Estoy aquí apurando el último sorbito de 2019. No quiero que se me acabe. Le estoy agradecida. Porque este año he tenido una iluminación: todo pasa, más rápido de lo que quisiéramos.

Recuerdo los sábados que estuve en la Universidad de Panamá y luego en la Universidad Santa María la Antigua, haciendo estudios de postgrado. Esos meses de hacer trabajos de grupo, trasnochar para las tareas y madrugar para llegar a la clase temprano me parecían interminables, pues ya yo trabajaba. Pero pasaron, hoy me doy cuenta, rápido. Valió la pena el esfuerzo.

Otra etapa que suele parecer inacabable es la del primer año de un bebé. Sí, muy tierno y hermoso. Pero levantarse varias veces en la noche, los llantos que uno no entiende, las fiebres y cólicos son agotadores. Las ojeras pueden llegar a las rodillas. ¿Será que nunca se volverá a dormir de corrido? Y un buen día eso queda atrás. Ya no hay olor a bebé en casa, ya no hay visitas al Pricemart por pañales.

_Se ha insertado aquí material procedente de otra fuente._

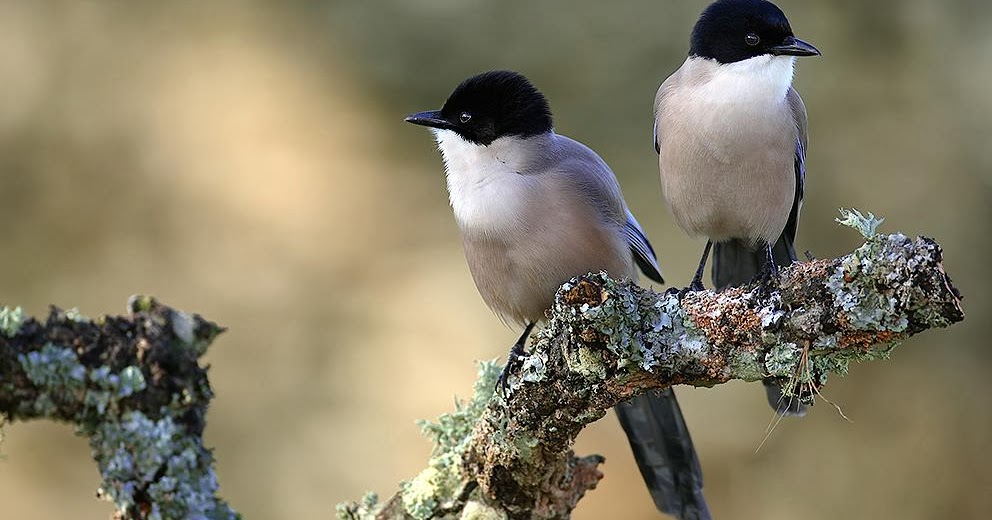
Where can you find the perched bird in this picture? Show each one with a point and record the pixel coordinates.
(535, 209)
(730, 132)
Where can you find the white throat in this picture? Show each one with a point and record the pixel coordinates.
(487, 186)
(754, 82)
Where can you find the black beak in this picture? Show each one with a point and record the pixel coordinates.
(793, 46)
(431, 118)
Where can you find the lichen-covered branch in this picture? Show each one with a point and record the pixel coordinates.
(607, 340)
(133, 386)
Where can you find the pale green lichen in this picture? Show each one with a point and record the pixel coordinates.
(11, 320)
(366, 509)
(60, 378)
(157, 459)
(866, 225)
(57, 373)
(782, 360)
(451, 435)
(862, 285)
(479, 511)
(73, 314)
(639, 329)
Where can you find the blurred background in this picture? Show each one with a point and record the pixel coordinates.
(249, 161)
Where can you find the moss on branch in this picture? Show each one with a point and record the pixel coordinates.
(608, 340)
(134, 387)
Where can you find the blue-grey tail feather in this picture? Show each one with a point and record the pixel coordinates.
(664, 453)
(736, 263)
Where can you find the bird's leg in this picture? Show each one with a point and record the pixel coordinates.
(516, 354)
(770, 261)
(697, 281)
(768, 275)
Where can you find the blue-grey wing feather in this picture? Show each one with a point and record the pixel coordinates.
(643, 253)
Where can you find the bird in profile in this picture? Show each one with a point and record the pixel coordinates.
(730, 132)
(535, 209)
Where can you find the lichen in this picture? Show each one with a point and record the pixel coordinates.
(57, 374)
(863, 284)
(153, 463)
(478, 511)
(451, 434)
(11, 320)
(866, 225)
(782, 360)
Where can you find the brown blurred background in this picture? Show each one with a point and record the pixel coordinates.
(249, 161)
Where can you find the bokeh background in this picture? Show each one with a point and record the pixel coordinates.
(248, 161)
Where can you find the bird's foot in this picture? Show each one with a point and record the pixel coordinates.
(513, 362)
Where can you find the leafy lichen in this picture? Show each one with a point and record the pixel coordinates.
(867, 225)
(11, 320)
(451, 435)
(153, 463)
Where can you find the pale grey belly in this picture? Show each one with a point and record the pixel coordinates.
(518, 278)
(747, 198)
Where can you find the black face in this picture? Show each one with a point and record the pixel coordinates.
(729, 31)
(491, 105)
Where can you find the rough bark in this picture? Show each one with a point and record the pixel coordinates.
(606, 341)
(134, 387)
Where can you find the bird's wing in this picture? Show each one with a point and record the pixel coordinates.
(643, 252)
(799, 116)
(600, 185)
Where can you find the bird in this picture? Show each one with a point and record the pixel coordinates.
(534, 209)
(731, 136)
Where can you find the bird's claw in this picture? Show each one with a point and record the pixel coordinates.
(513, 362)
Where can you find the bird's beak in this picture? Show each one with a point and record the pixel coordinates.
(431, 118)
(793, 46)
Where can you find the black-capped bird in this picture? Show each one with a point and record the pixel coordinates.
(730, 132)
(535, 209)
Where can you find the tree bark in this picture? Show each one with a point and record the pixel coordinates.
(133, 386)
(607, 341)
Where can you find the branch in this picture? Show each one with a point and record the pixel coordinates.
(607, 341)
(130, 384)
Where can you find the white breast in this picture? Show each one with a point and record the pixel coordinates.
(727, 142)
(740, 101)
(485, 188)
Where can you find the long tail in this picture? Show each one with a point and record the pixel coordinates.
(664, 453)
(737, 263)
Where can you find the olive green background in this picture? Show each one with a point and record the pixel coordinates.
(249, 161)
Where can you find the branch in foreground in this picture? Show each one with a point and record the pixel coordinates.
(133, 386)
(607, 341)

Hay quienes tienen un trabajo que les quita todo el tiempo, no pueden parar, ni descansar. La familia les reclama y los amigos saben que está ocupado. Y un día eso se acaba. De repente se dispone de tanto tiempo libre que ya no se sabe qué hacer con él.

No sé en qué lugar se encuentre usted, querida lectora o lector, pero le puedo prometer que las circunstancias en las que está hoy van a variar. No se rinda, aguante. O aprovéchalas, y dé gracias, con todas sus fuerzas.